Gluons have colour too so they are confined in a simlair manner to quarks, but they can in theory exist together without quarks as a colourless glueball (a collection of gluons) which would be a (flavour-neutral) meson.
 
glueballs

In theory, glueballs should behave very much like regular mesons. Glueballs have a couple of restrictions; they must be isoscalar, they must not have any flavor (just like jcsd said), they will not couple to photons well, and they will not have branching ratios compatible with SU(3) mesons. They will also tend to be supernumerary to the other members of their associated SU(3) meson nonets, and have widths that are unusually narrow for their mass.
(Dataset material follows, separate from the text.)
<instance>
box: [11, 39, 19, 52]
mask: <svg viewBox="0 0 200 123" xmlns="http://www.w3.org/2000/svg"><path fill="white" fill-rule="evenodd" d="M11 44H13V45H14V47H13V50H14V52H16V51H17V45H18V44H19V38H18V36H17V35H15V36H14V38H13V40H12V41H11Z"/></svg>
It is predicted that the scalar ( 0+(0++) ) glueball will occur at about 1611 MeV, and the tensor ( 0+(2++) ) glueball will occur around 2232 MeV. I have been trying to extract two unknown peaks (practically just bumps) from E760 neutral data (Fermilab 1994) in ppbar annihilation, and they appear awfully close to those values. Unfortunately, the fit they used on their original data kind of leveled out the bumps, so I had to start from scratch on the analysis.

A couple of good existing candidates for the ground state (scalar) glueball are the f0(1500) and f0(1710) scalar mesons (thats the 1(3)P0 nonet). Check out the Physical Review D section on Non-qqbar Candidates (http://pdg.lbl.gov/). It basically says everything I've said plus all the details and other indications.
 
Thanks to all! It was very enlightening.